I came on here a few weeks ago about discovering my OH was having an affair.
I got absolutely flamed. It was horrific. I left Mumsnet as a result.
Please be kind. I am very fragile.
I stayed with husband after affair which lasted two months. Ended when I found out. No contact since.
I have found it very very difficult to stop spiralling and thinking about the affair.
we have tried to get back on track.
sometimes it goes quite well. other times not so well.
I told OH, I was going to even up the score and do exactly what he did.
To this end I went online and met someone and arranged to meet with them.
husband hacked my phone, and contacted the man and told him to delete his online profile and never contact me again.
We went to a friend’s house the other evening and had a lovely time. I had one small glass of wine.

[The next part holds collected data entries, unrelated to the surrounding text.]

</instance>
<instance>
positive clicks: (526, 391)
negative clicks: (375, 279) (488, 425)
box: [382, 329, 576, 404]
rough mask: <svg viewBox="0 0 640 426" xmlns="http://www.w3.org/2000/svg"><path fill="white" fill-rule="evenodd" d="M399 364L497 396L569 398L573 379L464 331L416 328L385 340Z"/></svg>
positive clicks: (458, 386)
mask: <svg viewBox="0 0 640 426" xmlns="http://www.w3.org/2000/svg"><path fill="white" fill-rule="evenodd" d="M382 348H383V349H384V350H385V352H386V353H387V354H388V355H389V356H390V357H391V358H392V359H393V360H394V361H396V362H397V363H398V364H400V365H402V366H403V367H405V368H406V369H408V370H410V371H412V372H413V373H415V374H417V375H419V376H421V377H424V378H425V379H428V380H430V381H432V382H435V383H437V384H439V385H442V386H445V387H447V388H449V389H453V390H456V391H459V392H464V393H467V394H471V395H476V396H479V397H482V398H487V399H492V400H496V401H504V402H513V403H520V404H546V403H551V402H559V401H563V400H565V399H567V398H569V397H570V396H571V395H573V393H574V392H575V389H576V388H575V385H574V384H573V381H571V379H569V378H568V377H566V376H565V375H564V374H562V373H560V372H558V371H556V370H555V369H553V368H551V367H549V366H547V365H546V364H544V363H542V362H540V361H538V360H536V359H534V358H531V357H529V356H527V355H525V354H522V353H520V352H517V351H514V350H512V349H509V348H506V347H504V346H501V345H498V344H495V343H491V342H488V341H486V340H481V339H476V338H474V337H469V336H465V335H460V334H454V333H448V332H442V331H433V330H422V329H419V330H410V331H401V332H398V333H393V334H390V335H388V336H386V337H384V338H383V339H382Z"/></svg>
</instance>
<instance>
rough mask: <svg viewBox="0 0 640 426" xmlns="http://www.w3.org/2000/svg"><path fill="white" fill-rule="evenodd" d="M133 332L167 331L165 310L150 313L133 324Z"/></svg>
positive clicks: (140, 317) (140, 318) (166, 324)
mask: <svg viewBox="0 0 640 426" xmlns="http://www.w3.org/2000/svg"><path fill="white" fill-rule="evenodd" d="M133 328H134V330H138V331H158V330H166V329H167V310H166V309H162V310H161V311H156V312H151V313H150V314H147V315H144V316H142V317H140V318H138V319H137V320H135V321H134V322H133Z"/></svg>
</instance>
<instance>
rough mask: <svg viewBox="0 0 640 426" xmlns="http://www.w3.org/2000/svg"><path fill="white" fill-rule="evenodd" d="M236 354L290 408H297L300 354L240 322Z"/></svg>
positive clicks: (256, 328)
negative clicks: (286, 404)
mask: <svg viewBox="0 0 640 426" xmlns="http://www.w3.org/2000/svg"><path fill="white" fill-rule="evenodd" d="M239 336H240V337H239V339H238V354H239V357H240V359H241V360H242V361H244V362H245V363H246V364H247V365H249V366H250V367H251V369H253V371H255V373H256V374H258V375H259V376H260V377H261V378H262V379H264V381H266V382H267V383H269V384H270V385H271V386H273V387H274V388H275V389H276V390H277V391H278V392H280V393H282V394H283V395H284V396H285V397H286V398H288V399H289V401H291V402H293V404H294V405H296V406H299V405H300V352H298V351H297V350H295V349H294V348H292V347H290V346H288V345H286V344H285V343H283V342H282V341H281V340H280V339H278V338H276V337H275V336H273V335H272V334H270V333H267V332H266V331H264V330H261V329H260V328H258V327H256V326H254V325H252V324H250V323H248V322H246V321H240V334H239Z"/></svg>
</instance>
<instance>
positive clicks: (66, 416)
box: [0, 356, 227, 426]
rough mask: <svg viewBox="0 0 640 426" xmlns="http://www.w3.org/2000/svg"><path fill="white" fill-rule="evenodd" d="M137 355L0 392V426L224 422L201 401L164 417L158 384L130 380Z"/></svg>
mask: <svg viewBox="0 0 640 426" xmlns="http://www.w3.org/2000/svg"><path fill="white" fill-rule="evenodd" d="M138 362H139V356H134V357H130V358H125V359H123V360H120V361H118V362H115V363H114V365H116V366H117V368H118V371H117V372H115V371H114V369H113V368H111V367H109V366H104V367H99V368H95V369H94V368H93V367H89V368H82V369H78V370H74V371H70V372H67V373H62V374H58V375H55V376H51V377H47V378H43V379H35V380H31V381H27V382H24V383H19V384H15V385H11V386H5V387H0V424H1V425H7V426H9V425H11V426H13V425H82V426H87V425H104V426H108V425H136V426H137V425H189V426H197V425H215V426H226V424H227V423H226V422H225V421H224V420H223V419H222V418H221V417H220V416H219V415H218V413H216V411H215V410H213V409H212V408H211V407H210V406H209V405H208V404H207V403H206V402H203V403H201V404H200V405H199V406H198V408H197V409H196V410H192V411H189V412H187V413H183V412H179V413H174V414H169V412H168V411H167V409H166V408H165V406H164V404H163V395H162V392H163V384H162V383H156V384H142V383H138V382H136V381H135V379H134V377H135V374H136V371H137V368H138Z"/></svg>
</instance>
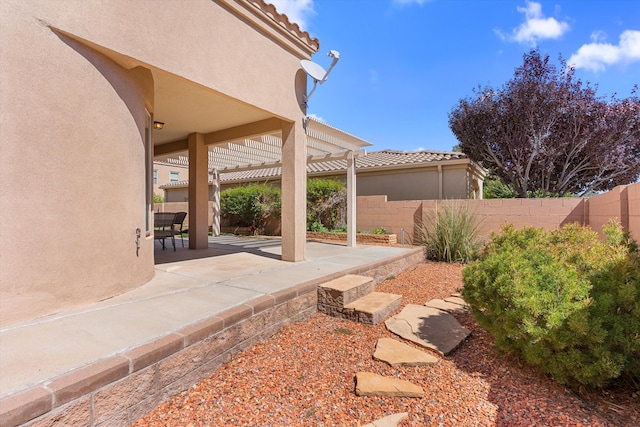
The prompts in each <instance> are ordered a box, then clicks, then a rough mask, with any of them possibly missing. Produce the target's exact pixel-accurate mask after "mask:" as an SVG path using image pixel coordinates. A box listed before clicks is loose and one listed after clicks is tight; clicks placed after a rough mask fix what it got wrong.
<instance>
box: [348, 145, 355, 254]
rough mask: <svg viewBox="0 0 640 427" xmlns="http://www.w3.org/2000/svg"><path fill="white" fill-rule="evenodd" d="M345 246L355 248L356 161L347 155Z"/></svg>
mask: <svg viewBox="0 0 640 427" xmlns="http://www.w3.org/2000/svg"><path fill="white" fill-rule="evenodd" d="M347 246H348V247H350V248H353V247H355V246H356V159H355V156H354V155H353V151H351V152H349V154H348V155H347Z"/></svg>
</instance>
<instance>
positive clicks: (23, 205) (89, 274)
mask: <svg viewBox="0 0 640 427" xmlns="http://www.w3.org/2000/svg"><path fill="white" fill-rule="evenodd" d="M45 3H47V2H39V3H38V4H36V5H35V6H29V2H11V1H3V2H1V3H0V17H1V19H2V21H1V22H0V28H1V30H0V31H1V35H2V37H1V38H0V51H1V52H2V53H1V55H2V56H1V58H0V79H1V80H0V81H1V84H0V86H1V87H2V95H1V96H0V117H1V120H2V121H1V123H0V132H1V134H0V135H1V136H0V138H1V144H2V155H1V156H0V168H1V170H2V171H3V179H2V180H1V181H0V194H1V196H0V197H2V203H0V212H1V214H0V224H1V225H0V230H2V235H1V239H2V244H1V246H0V251H1V253H0V267H1V268H0V274H1V276H0V278H1V285H0V300H1V301H2V302H1V305H2V307H1V308H0V322H1V323H2V324H5V323H7V322H9V321H12V320H13V321H15V320H20V319H24V318H30V317H37V316H38V315H44V314H48V313H51V312H55V311H59V310H61V309H64V308H67V307H70V306H75V305H78V304H83V303H86V302H90V301H96V300H100V299H103V298H107V297H110V296H112V295H114V294H117V293H120V292H123V291H126V290H128V289H130V288H131V287H132V286H136V285H138V284H140V283H144V282H145V281H147V280H149V279H150V278H151V277H152V276H153V271H154V270H153V251H152V244H153V241H151V240H144V235H143V242H142V247H141V251H140V253H139V256H136V245H135V240H136V236H135V229H136V228H138V227H139V228H141V229H142V230H144V229H145V209H144V206H145V205H144V203H145V201H144V200H145V199H144V194H145V169H144V164H145V149H144V139H143V137H144V129H145V103H146V101H152V99H153V92H152V87H153V81H152V77H151V74H150V73H148V72H145V71H144V70H140V69H136V70H131V71H128V70H125V69H123V68H122V67H120V66H118V65H116V64H115V63H113V62H112V61H111V60H109V59H108V58H105V57H104V56H102V55H100V54H98V53H96V52H94V51H92V50H90V49H87V48H86V47H84V46H82V45H79V44H77V43H75V42H74V41H72V40H69V39H65V38H64V37H59V36H58V35H56V34H55V33H54V32H53V31H51V30H50V29H49V28H47V26H46V25H45V24H44V22H43V21H49V22H51V21H55V20H56V18H57V16H59V15H60V14H62V12H63V11H59V12H57V13H52V12H51V11H43V10H41V7H40V4H45ZM105 200H109V201H110V203H109V204H104V203H103V202H104V201H105Z"/></svg>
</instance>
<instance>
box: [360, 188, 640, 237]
mask: <svg viewBox="0 0 640 427" xmlns="http://www.w3.org/2000/svg"><path fill="white" fill-rule="evenodd" d="M451 203H458V204H459V203H468V204H469V205H470V206H471V208H472V210H473V212H475V214H476V215H477V216H478V217H479V218H480V221H481V226H480V233H481V235H482V236H483V237H488V236H489V235H490V234H491V233H492V232H497V231H499V230H500V227H501V226H502V225H503V224H506V223H511V224H513V225H514V226H515V227H516V228H520V227H524V226H534V227H540V228H544V229H545V230H553V229H555V228H558V227H560V226H562V225H564V224H569V223H574V222H577V223H579V224H582V225H588V226H590V227H591V228H593V229H594V230H595V231H597V232H599V233H601V232H602V226H603V225H604V224H606V223H607V222H608V221H609V220H610V219H611V218H617V219H618V221H620V223H621V224H622V226H623V227H624V229H625V230H627V231H629V232H630V233H631V236H632V237H633V238H634V239H635V240H638V241H640V183H636V184H632V185H627V186H619V187H616V188H614V189H613V190H611V191H609V192H607V193H604V194H599V195H596V196H592V197H589V198H548V199H485V200H462V201H461V200H410V201H392V202H389V201H387V198H386V196H361V197H358V198H357V205H356V209H357V213H356V214H357V219H356V224H357V227H358V229H360V230H361V231H372V230H375V229H376V228H379V227H384V228H385V230H386V231H387V233H395V234H398V239H399V240H400V239H401V235H402V230H404V236H405V242H406V243H410V242H411V241H413V239H414V232H415V229H416V227H419V225H420V224H421V223H422V222H423V221H426V220H427V219H428V218H429V217H430V216H431V215H433V214H435V213H436V212H437V210H438V209H440V208H442V207H443V206H446V205H447V204H451Z"/></svg>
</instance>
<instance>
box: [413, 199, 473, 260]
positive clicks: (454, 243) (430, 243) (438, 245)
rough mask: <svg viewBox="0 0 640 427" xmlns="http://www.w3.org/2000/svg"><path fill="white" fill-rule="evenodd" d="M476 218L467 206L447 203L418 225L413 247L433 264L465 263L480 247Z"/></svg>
mask: <svg viewBox="0 0 640 427" xmlns="http://www.w3.org/2000/svg"><path fill="white" fill-rule="evenodd" d="M479 225H480V222H479V221H478V219H477V217H476V216H475V215H474V213H473V212H472V210H471V208H470V207H469V204H467V203H455V202H449V203H447V204H446V205H445V206H443V207H442V208H440V209H438V211H437V212H436V213H435V214H434V215H431V216H429V217H428V218H427V219H426V221H424V222H423V223H422V224H419V225H418V227H417V229H416V244H418V245H422V246H425V247H426V248H427V256H428V257H429V258H431V259H435V260H437V261H446V262H462V263H466V262H469V261H470V260H471V259H473V258H474V257H475V254H476V252H477V251H478V249H479V248H480V246H481V242H480V240H479Z"/></svg>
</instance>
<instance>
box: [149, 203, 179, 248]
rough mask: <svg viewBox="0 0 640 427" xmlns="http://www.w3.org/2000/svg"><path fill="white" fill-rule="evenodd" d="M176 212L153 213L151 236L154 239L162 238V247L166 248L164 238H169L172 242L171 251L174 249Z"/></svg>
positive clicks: (161, 239)
mask: <svg viewBox="0 0 640 427" xmlns="http://www.w3.org/2000/svg"><path fill="white" fill-rule="evenodd" d="M175 217H176V214H175V213H174V212H156V213H155V214H154V215H153V228H154V230H153V238H154V239H156V240H162V249H163V250H164V249H166V247H165V244H164V239H171V243H172V244H173V251H174V252H175V250H176V239H175V229H174V222H175Z"/></svg>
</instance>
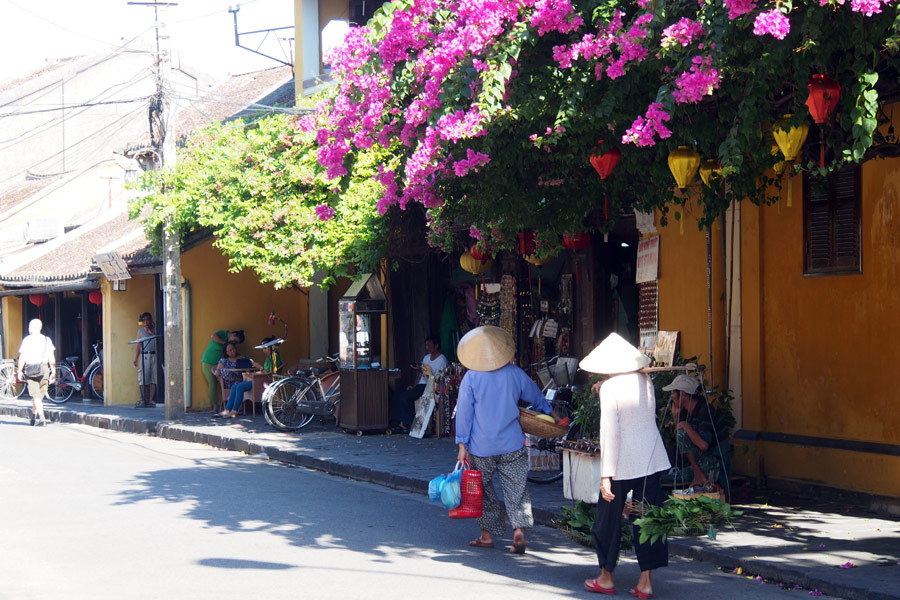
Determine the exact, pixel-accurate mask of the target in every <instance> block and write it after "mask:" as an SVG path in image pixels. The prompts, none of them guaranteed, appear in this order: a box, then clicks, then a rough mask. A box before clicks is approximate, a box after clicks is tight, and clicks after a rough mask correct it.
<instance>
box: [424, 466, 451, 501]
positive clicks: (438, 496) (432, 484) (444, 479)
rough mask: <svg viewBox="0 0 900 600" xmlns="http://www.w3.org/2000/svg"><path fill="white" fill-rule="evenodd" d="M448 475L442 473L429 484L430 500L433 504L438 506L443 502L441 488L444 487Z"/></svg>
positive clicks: (430, 482) (428, 496) (432, 479)
mask: <svg viewBox="0 0 900 600" xmlns="http://www.w3.org/2000/svg"><path fill="white" fill-rule="evenodd" d="M448 475H449V473H441V474H440V475H438V476H437V477H435V478H434V479H432V480H431V481H429V482H428V499H429V500H431V502H432V503H434V504H437V503H438V502H440V501H441V488H442V487H443V486H444V482H445V481H446V480H447V476H448Z"/></svg>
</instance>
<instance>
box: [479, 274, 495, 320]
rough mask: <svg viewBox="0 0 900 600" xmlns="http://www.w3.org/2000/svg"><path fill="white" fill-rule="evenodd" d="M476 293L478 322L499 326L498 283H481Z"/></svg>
mask: <svg viewBox="0 0 900 600" xmlns="http://www.w3.org/2000/svg"><path fill="white" fill-rule="evenodd" d="M480 287H481V292H482V293H481V294H479V295H478V324H479V325H495V326H497V327H499V326H500V284H499V283H487V284H482V285H481V286H480Z"/></svg>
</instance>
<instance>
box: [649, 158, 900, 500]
mask: <svg viewBox="0 0 900 600" xmlns="http://www.w3.org/2000/svg"><path fill="white" fill-rule="evenodd" d="M860 176H861V181H862V188H861V189H862V212H861V231H862V237H861V253H862V265H863V267H862V274H855V275H834V276H818V277H804V275H803V252H804V248H803V202H802V198H803V193H802V192H803V189H802V178H800V177H794V178H793V179H792V181H791V185H793V193H792V196H793V206H792V207H790V208H788V207H787V206H786V198H787V192H786V191H784V192H782V197H783V199H782V202H781V204H780V207H779V206H778V205H773V206H763V207H757V206H754V205H752V204H751V203H749V202H744V203H742V206H741V211H742V213H741V214H742V217H741V257H742V260H741V265H740V275H741V302H742V320H741V356H742V362H741V370H742V377H741V381H740V382H735V385H739V386H740V388H741V395H742V399H743V408H742V412H741V419H742V428H743V429H744V430H748V431H751V432H753V431H759V432H765V433H784V434H789V435H800V436H812V437H818V438H827V439H834V440H854V441H863V442H871V443H883V444H892V445H898V444H900V411H898V410H897V409H896V404H897V402H896V398H897V384H896V381H895V380H896V377H895V375H894V374H895V369H893V368H891V366H890V365H891V363H892V359H893V352H892V350H893V347H892V345H891V340H894V339H900V319H898V318H897V307H898V305H900V303H898V301H897V282H898V281H900V160H898V159H889V160H870V161H868V162H865V163H863V165H862V167H861V175H860ZM771 193H772V194H777V193H778V192H777V190H774V189H773V190H771ZM717 229H718V227H714V228H713V241H714V244H713V248H714V258H713V281H714V282H720V281H721V275H720V274H719V273H718V268H719V267H720V264H721V263H720V260H721V259H720V258H719V255H718V248H717V246H718V244H716V243H715V241H716V240H717V239H719V236H720V235H721V234H720V233H719V232H718V231H717ZM661 235H662V237H661V240H660V281H659V285H660V290H659V303H660V323H659V326H660V329H666V330H668V329H676V330H679V331H681V332H682V349H683V353H684V354H685V355H690V354H694V353H702V354H703V355H704V356H706V355H707V354H708V350H706V345H707V343H706V335H707V326H706V298H705V293H706V291H705V290H706V281H705V280H706V276H705V240H704V238H703V234H702V233H699V232H697V231H696V228H695V227H694V226H693V222H692V220H691V219H690V218H689V219H688V221H687V223H686V226H685V232H684V235H683V236H682V235H679V233H678V224H677V222H674V223H671V224H669V226H668V227H664V228H661ZM720 290H721V288H720V287H714V295H713V299H714V312H715V317H714V321H713V322H714V331H715V332H716V335H715V336H714V340H720V339H721V332H722V328H721V325H722V322H723V316H722V315H723V310H722V299H721V297H720V294H721V292H720ZM718 347H719V348H722V345H721V343H718ZM714 357H715V362H716V372H717V373H720V370H721V367H722V360H721V358H720V356H719V352H718V351H717V352H716V353H715V355H714ZM717 380H720V377H719V376H717ZM735 446H736V449H735V455H734V463H735V470H736V472H739V473H745V474H750V475H763V474H764V475H766V476H769V477H777V478H785V479H794V480H805V481H809V482H814V483H818V484H823V485H828V486H832V487H837V488H843V489H853V490H857V491H864V492H869V493H876V494H884V495H890V496H900V457H895V456H887V455H883V454H876V453H871V452H857V451H849V450H838V449H829V448H824V447H821V446H806V445H797V444H790V443H775V442H750V441H744V440H736V442H735Z"/></svg>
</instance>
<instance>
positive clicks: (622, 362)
mask: <svg viewBox="0 0 900 600" xmlns="http://www.w3.org/2000/svg"><path fill="white" fill-rule="evenodd" d="M649 365H650V357H649V356H646V355H644V354H641V351H640V350H638V349H637V348H635V347H634V346H632V345H631V344H629V343H628V342H626V341H625V338H623V337H622V336H620V335H619V334H617V333H611V334H609V336H608V337H607V338H606V339H605V340H603V341H602V342H600V344H599V345H598V346H597V347H596V348H594V349H593V350H591V353H590V354H588V355H587V356H585V357H584V358H583V359H582V360H581V362H580V363H579V364H578V366H579V367H581V368H582V369H584V370H585V371H588V372H590V373H605V374H612V373H630V372H632V371H637V370H638V369H643V368H644V367H647V366H649Z"/></svg>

husband a strong gin and tonic.
got home and I was on my phone in one room- I often am, and husband in kitchen.
OH became angry that I was online again, probably talking to men and started drinking heavily. He dragged up some inappropriate texting I did nearly twenty years ago, with my ex, on one occasion. He posted about it on Reddit pretending it had just happened.
he then used the vitriolic responses to goad and taunt me.
I went to bed. I barricaded bedroom door.
he broke the door down, came in drunk and shouting. I was literally lying in bed trying to sleep. I had told him not to come in.
suddenly I was covered in beer. As I gasped and tried to get up, I felt a huge explosion in my face- he had thrown his heavy glass tankard at me and it had shattered on my nose. I was covered in glass.
if I hadn’t had my eyes closed from the initial hit of beer, I would have been blinded. I really believe that.
I got up, thinking I was wet from the beer, but when I opened my eyes I was soaked in my own blood.
he was immediately remorseful, trying to help.
I got out and went to the bathroom to try and remove the glass from my face.
I was in agony.
I have lacerations to my forehead, now I have two black eyes, and a suspected broken nose.
he offered to call an ambulance and hand himself in to the police but I stopped him.
I don’t want the shame, stigma, our children would be devastated. We would lose our lovely home.
my father is terminally sick and I am dealing with that too.
i couldn’t drive. I had a bath, tried to stem the blood flow and he said- I will drink coffee and sober up and take you to hospital. He did.
I lied about what happened.
I had 15 shards of glass removed from my face.
stitches.
glue.
my nose will heal and not require surgery.
I will be scarred for life.
he has never been violent, and never cheated, in nearly twenty years of marriage.
he said I had goaded him by speaking to someone else online.
he said he was drunk, and that he will seek help for that- he has.
How can I ever trust him again?
I have had to move bedrooms because I am so triggered and panicked by the fact it happened in my safe place- in my bed, at home, that I cannot sleep in that room again.
I love him, and just cannot equate his behaviour with who I thought he was.
he has been under a huge amount of pressure financially and personally. But so have I.
I hit him and pulled his hair recently on more than one occasion about the affair. He says that makes me a domestic abuser too.
but I wouldn’t dream of glassing him which is effectively what he did. I have never ever experienced violence and I am so traumatised by it. I keep having flashbacks.